La invención, derivada y ejecutada con un proyecto de I+D accedió a beneficios tributarios ofrecidos por el Ministerio de Ciencias

La Superintendencia de Industria y Comercio otorgó a Promigas y a la Universidad del Norte la patente de invención No. 65906 por el diseño de una tecnología que permite reducir sustancialmente el consumo de energía en el proceso de microlicuefacción de gas natural (GNL). El GNL es la forma líquida del gas natural, que permite almacenar la misma energía en un volumen 600 veces menor que cuando está en forma gaseosa.

Gran parte del comercio internacional de gas natural se da en forma de GNL, y esta forma líquida del combustible también se puede utilizar en transporte de carga y marítimo reduciendo las emisiones de CO2 en 30% y las de material particulado hasta en 99% cuando se compara con otros combustibles líquidos como el diesel o el bunker.

El nuevo desarrollo, que es el resultado de proyectos de investigación conjunta de la universidad y la empresa, consiste en un diseño que utiliza tubos vortex para aprovechar la caída de presión que se da a la llegada del gas a las ciudades, para enfriar, condensar e incluso licuar, gases sin hacer uso de fuentes externas de energía en el proceso de transformación.

Para Promigas y sus filiales, pretende la descarbonización de sectores de la economía como el transporte de carga y un habilitador para llevar gas natural a zonas no interconectadas.

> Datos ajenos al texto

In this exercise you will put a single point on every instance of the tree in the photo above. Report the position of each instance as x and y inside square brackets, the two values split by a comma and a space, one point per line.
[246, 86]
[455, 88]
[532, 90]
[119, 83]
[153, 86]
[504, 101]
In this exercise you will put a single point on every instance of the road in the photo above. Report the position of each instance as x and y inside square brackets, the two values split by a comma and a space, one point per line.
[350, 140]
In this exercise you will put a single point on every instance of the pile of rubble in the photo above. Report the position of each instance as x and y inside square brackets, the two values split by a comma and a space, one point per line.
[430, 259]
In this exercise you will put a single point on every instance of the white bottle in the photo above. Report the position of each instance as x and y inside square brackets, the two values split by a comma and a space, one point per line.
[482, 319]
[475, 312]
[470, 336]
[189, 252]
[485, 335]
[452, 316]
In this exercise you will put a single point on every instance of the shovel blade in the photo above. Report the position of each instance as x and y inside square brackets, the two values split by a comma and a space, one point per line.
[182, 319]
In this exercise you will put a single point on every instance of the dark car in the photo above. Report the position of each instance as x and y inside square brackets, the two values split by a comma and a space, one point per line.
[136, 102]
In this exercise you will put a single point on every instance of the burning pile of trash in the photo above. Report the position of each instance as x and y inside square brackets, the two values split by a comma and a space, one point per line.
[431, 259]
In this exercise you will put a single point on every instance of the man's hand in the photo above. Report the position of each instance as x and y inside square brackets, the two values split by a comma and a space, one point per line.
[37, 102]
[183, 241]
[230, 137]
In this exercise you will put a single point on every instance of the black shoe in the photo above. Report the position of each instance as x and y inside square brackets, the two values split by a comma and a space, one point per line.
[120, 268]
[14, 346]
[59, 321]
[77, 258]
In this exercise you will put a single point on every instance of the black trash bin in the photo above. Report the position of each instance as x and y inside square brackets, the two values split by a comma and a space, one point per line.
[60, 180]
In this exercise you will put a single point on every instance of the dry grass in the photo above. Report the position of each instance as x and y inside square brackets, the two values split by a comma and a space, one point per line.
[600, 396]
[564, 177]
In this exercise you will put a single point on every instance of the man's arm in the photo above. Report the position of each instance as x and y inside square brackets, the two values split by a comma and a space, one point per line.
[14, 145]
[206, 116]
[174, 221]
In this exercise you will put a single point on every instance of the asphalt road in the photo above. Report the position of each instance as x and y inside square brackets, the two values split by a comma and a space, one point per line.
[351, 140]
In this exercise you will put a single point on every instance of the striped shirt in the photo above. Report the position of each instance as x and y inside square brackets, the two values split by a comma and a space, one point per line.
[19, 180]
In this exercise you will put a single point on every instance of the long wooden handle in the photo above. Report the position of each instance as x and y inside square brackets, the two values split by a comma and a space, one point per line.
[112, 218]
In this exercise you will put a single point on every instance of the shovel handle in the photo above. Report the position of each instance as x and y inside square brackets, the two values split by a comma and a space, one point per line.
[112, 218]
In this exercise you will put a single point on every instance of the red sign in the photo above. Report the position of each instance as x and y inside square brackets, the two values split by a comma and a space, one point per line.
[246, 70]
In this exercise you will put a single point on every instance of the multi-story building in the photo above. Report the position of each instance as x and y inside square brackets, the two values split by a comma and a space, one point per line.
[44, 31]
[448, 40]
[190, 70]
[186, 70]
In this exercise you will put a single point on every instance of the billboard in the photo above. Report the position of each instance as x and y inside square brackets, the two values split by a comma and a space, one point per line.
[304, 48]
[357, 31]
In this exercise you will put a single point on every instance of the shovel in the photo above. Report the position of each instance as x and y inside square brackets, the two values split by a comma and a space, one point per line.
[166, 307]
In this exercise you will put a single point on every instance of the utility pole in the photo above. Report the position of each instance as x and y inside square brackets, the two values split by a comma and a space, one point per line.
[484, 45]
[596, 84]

El gas natural licuado representa una alternativa viable, puesto que puede ser transportado en camiones hasta estas zonas y regasificado en sitio para su distribución al consumidor final.

“Hoy presentamos el resultado de un proceso intenso de más de 5 años, que además de permitirnos fortalecer nuestra propuesta de valor a nuestros clientes, nos permitió formar nuevas capacidades científicas y técnicas en nuestros colaboradores” indicó Marco Sanjuan, gerente de Innovación de Promigas y director del Centro de Investigación e Innovación en Energía y Gas.

Esta invención, derivada de un proyecto de I+D ejecutado por Promigas y la Universidad del Norte que accedió a los beneficios tributarios ofrecidos por MinCiencias, surgió de la exploración de nuevas tecnologías que, al ser integradas a los procesos industriales de la compañía, permitieran capturar la energía y aprovecharla de manera útil.

“Esta patente sin duda es ejemplo de una vinculación universidad-empresa exitosa, en donde se fusionaron las capacidades científicas y técnicas de un aliado académico y uno industrial para el desarrollo de procesos con alto potencial de escalamiento”, enfatizó Javier Páez, vicerrector de Investigación, Creación e Innovación de Uninorte.